直径が制御されたフリースタンディングGaAsナノワイヤと光学特性に現れる量子効果

Guoquiang Zhang 舘野功太 眞田治樹 後藤秀樹
量子光物性研究部

 半導体ナノワイヤ(NWs)は半導体ナノ構造の1つであり、新しい電子・光デバイス実現に貢献する可能性があるため、注目を集めている。NWは、新しいナノ構造を構成する基本的な構造体となることや、特徴的な量子細線構造を実現することも期待されている。フリースタンディング型と呼ばれるNWの新しい応用を追求するため、直径が制御されたGaAs NWを作製し、その光学特性を調べ、明瞭な量子効果の観測に成功した。
 NWは、有機金属気相成長装置を用いて、金を触媒とする気相−液相−固相(VLS)モードで作製した[1]。触媒として直径が制御された金粒子 (5, 10, 20, 40, 60 nm) を用いることで、GaAs NWのサイズ制御を試みた。作製したNWの透過電子顕微鏡写真を図1に示す[2]。NWの成長温度を、通常の気相成長で用いられる温度より低くすることで、格子欠陥の極めて少ないNWの作製に成功した[図1(a)-(d)]。また、図1(e)から明らかなように、NWの直径が金粒子のサイズに応じて異なっていることから、NWのサイズ制御が可能であることが分かった。図2は、このNWの光学特性を顕微フォトルミネッセンス (PL) によって調べた結果である[3]。図2(a)は単一NWのPLスペクトルで、金粒子サイズが小さくNWの直径が小さいほど発光エネルギーが大きくなっており、量子閉じ込め効果が明瞭に現れている。図2(b)は、偏光分離PLスペクトルである。PLは偏光方向と、ナノワイヤの方向に強く依存していることが分かる。この結果から、NWでは、従来の量子細線構造とは異なり、屈折率と量子閉じ込め効果の両方の異方性を持つ構造であることが示唆される。以上の結果は、GaAs NWの光学特性のサイズ効果や、量子細線構造での新規物性の解明に貢献することが期待される。

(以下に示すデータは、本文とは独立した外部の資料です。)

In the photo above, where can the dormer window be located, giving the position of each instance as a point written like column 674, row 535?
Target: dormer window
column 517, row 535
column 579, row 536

[1] G. Zhang et al., J. Appl. Phys. 103 (2008) 014301.
[2] G. Zhang et al., Appl. Phys. Lett. 95 (2009) 123104.
[3] G. Zhang et al., Jpn. J. Appl. Phys. 49 (2010) 015001.
 

図1  GaAs NWのTEM写真。(a) 単一NW (b),(c)
単一NW中心と先端付近の高倍率像。
(b)の挿入図は回折像で、Zinc-Blend構造を
示している。(d) NW側面の高倍率像。
(e)サイズの異なる金粒子を用いたNW。
 
図2  (a) 3種類の金粒子を用いて成長したGaAs NW
のPLスペクトル。(b) 偏光分離PLスペクトル、
赤い破線は、バルクGaAsのPLエネルギー。